Confidence among firms in Britain’s powerhouse services sector has reached its lowest point for three years amid fears of further turmoil in the markets, according to a report.
The CIPS/Markit purchasing managers’ index (PMI) said the 12-month outlook had plummeted, as firms feared an abrupt end to Chinese growth and the chance of Britain leaving the EU.
The forecast came as activity remained robust in January, with a reading of 55.6 compared to 55.5 in December - which was stronger than the long-run survey average. A reading above 50 signals growth.
The expansion was boosted by further rises in new business, which grew for the 37th consecutive month, while the rate of expansion rose to a six-month high.

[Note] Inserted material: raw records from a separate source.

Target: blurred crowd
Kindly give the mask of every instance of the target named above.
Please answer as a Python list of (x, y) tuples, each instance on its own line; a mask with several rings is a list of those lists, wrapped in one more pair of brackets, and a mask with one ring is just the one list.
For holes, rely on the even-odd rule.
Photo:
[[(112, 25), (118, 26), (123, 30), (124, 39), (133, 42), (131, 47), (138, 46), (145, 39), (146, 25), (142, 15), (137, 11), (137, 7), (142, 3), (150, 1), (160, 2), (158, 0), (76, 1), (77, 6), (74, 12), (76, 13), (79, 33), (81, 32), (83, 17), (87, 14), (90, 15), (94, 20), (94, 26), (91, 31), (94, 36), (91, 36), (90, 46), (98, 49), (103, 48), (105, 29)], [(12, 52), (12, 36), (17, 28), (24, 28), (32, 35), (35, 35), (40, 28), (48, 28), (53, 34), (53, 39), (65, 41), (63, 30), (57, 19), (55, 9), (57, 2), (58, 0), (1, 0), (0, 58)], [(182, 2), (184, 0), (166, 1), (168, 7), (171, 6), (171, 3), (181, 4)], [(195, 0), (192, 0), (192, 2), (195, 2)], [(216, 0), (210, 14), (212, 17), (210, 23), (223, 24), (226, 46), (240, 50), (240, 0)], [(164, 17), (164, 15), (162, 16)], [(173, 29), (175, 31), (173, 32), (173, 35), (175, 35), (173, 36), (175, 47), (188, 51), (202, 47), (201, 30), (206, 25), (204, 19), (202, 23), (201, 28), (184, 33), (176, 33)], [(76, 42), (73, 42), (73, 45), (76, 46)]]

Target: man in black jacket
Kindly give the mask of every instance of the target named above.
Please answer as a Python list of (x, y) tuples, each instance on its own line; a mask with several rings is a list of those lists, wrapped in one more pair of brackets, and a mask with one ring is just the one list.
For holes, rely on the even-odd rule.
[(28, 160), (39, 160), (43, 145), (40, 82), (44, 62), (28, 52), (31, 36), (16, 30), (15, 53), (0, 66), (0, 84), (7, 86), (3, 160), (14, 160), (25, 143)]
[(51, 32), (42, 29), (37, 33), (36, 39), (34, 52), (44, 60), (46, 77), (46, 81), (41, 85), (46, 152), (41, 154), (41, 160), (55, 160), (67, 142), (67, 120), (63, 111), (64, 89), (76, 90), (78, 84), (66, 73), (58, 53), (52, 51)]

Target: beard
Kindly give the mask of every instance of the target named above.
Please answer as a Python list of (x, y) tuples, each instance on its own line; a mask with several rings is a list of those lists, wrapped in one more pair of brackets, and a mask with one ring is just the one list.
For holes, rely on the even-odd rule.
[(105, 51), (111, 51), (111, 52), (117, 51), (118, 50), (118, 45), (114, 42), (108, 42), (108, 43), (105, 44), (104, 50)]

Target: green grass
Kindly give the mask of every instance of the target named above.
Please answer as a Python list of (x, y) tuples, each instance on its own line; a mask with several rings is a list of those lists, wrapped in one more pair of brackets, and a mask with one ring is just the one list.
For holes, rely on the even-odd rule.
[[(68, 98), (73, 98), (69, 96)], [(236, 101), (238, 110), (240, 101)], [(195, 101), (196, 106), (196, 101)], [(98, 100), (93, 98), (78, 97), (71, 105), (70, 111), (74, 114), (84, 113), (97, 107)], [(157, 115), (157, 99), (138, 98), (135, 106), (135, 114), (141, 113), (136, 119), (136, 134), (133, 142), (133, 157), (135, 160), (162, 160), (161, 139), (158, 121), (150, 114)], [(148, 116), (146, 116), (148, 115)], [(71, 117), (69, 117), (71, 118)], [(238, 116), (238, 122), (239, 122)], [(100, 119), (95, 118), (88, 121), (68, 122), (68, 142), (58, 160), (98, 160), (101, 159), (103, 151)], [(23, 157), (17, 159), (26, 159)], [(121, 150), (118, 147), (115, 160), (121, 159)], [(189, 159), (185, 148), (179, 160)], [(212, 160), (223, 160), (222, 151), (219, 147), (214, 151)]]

But the volume of outstanding business contracted for only the second time in nearly three years.
However, the report said the rate of job creation remained strong, picking up from December’s five-month low.

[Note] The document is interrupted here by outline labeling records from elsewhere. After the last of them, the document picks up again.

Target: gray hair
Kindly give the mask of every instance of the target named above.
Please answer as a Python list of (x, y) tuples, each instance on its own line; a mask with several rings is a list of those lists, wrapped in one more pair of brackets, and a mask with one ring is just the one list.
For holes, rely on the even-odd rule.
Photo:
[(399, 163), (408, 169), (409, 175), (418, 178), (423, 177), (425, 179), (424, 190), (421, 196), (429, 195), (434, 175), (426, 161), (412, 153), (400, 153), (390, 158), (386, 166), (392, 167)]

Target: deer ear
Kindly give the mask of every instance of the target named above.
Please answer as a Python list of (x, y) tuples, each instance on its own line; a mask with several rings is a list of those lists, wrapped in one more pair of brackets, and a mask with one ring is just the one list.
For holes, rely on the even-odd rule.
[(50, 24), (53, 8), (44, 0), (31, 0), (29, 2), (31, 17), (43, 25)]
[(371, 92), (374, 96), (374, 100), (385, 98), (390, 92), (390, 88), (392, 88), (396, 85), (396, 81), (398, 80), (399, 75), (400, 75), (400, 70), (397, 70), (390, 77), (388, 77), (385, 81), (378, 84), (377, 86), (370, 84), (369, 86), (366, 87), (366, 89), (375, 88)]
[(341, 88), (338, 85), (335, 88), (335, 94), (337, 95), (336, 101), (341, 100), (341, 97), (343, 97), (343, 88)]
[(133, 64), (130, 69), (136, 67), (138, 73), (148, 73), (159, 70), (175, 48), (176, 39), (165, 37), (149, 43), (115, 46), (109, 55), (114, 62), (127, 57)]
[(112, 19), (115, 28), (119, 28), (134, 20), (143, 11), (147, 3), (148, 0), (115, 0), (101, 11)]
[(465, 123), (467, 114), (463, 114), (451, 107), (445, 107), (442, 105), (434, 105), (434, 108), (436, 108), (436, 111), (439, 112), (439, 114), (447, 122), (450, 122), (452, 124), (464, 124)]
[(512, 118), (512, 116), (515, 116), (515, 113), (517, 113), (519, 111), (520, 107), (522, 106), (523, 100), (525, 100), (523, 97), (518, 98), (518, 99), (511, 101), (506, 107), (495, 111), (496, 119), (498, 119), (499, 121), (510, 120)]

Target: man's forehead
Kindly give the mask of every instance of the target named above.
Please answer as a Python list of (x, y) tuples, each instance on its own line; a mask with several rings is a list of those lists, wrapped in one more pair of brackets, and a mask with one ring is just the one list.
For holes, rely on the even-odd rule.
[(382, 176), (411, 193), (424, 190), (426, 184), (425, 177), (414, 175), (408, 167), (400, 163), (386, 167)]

The update on the services sector, which accounts for 75% of the UK economy, followed figures this week which show the construction sector slowed to its weakest level for nine months.
Meanwhile, UK factories enjoyed a better start to the year than expected as domestic demand boosted manufacturing output.

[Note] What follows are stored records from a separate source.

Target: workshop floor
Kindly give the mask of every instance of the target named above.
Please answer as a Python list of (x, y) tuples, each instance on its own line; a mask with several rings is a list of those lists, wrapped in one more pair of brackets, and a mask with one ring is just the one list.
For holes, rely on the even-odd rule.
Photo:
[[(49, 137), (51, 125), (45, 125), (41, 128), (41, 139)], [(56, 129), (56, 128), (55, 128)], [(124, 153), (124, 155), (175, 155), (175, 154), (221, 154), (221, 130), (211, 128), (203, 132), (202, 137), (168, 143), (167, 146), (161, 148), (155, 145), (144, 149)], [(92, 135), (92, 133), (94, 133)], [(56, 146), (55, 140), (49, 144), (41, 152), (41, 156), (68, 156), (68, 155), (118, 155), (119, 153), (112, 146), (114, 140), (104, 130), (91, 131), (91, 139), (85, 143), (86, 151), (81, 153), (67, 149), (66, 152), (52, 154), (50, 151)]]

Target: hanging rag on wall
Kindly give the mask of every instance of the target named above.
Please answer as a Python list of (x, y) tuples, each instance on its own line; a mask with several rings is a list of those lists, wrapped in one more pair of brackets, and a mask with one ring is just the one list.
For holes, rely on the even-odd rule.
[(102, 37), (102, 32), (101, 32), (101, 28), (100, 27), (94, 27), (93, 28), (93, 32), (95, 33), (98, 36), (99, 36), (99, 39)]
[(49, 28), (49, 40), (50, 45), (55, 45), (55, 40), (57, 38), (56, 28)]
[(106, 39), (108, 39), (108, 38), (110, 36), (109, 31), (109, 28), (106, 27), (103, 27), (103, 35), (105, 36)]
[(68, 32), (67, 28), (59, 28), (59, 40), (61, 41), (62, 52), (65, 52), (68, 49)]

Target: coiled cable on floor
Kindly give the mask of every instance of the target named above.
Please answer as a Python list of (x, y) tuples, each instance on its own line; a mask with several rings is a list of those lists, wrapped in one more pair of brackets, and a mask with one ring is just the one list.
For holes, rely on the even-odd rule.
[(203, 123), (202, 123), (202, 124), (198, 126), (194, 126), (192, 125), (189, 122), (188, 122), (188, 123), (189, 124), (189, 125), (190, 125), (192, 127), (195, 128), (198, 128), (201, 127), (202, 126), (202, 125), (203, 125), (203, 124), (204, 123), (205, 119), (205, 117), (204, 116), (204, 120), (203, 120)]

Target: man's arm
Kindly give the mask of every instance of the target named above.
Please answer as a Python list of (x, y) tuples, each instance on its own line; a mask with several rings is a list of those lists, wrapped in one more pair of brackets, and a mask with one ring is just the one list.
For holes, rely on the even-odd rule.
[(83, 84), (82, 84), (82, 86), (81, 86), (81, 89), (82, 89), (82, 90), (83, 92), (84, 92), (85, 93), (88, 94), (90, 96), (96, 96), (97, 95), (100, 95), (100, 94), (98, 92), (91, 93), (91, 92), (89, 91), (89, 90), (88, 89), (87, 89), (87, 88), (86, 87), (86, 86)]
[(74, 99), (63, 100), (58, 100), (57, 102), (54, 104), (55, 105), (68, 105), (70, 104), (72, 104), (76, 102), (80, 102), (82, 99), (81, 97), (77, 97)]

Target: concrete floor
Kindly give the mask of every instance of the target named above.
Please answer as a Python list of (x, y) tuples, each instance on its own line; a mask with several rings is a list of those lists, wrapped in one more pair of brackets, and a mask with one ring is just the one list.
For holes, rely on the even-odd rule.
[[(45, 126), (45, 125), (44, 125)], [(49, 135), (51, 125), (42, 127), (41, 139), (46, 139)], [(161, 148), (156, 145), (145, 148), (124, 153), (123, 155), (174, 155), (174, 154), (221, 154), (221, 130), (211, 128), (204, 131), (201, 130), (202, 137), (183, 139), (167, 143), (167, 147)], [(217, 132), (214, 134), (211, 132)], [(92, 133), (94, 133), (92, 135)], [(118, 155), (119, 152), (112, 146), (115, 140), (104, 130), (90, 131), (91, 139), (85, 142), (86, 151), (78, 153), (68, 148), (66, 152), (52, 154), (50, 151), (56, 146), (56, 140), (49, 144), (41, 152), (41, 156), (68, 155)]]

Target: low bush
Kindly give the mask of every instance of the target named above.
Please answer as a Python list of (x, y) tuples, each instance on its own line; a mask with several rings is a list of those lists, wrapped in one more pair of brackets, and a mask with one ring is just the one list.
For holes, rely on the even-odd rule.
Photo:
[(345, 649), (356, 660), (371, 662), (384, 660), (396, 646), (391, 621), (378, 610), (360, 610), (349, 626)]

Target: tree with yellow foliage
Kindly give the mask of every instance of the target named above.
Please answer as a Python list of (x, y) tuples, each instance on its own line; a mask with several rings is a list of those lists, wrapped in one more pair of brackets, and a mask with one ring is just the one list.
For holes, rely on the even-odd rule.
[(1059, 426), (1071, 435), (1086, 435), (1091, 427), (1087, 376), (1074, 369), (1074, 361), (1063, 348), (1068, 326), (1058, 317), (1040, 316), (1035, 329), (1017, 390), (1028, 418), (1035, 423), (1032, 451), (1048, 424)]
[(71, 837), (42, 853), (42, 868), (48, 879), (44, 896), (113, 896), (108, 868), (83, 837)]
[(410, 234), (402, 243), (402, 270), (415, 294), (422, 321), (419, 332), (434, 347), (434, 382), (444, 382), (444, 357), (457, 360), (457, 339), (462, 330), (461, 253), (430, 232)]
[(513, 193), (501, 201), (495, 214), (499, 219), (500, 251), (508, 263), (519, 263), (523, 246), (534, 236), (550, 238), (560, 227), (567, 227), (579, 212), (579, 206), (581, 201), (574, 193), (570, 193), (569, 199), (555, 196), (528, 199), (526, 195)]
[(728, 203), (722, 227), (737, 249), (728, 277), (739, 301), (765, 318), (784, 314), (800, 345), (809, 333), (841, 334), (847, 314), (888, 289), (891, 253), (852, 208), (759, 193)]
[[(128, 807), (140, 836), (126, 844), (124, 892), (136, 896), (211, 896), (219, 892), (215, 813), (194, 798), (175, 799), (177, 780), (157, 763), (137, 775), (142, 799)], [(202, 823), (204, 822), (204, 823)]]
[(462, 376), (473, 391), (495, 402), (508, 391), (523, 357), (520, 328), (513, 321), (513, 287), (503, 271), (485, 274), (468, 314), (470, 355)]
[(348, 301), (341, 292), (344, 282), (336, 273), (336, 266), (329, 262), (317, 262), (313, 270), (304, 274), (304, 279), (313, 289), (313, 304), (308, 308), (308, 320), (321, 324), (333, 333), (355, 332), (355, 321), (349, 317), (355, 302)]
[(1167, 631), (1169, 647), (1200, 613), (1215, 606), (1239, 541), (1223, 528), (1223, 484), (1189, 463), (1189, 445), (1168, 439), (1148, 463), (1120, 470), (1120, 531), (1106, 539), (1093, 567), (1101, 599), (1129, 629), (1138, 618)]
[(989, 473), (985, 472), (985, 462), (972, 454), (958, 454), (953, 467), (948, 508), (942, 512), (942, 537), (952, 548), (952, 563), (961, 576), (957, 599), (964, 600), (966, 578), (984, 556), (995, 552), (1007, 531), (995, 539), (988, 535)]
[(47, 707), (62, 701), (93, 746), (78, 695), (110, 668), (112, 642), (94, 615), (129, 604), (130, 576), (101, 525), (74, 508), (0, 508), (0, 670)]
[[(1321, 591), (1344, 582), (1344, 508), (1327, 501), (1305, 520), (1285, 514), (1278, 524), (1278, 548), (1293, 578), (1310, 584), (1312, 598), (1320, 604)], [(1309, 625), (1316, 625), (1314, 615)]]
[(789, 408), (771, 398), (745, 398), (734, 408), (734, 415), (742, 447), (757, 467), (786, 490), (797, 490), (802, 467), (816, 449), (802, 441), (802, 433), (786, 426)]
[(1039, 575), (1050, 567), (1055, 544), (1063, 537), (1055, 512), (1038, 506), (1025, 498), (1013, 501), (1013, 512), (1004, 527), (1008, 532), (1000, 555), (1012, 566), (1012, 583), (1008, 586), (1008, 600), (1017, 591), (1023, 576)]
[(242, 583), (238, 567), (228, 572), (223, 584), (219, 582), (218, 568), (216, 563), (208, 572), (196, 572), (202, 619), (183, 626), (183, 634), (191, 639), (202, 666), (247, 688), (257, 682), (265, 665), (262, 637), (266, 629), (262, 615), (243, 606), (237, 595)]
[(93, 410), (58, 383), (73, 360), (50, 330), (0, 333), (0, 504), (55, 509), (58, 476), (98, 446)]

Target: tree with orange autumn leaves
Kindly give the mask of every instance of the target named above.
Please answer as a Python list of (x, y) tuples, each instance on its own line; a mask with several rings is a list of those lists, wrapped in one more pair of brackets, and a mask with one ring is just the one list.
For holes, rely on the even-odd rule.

“Worries about a Chinese ‘hard landing’, financial market jitters, higher interest rates in the US, more austerity at home and the possibility of ‘Brexit’ and EU tensions have collectively pushed the business mood in the dominant service sector to its darkest for three years,” Chris Williamson, chief economist at Markit.
“The increased uncertainty about the outlook and persistent lack of inflationary pressures means the majority of policymakers will no doubt be more worried about avoiding another downturn than whether the economy needs higher interest rates.”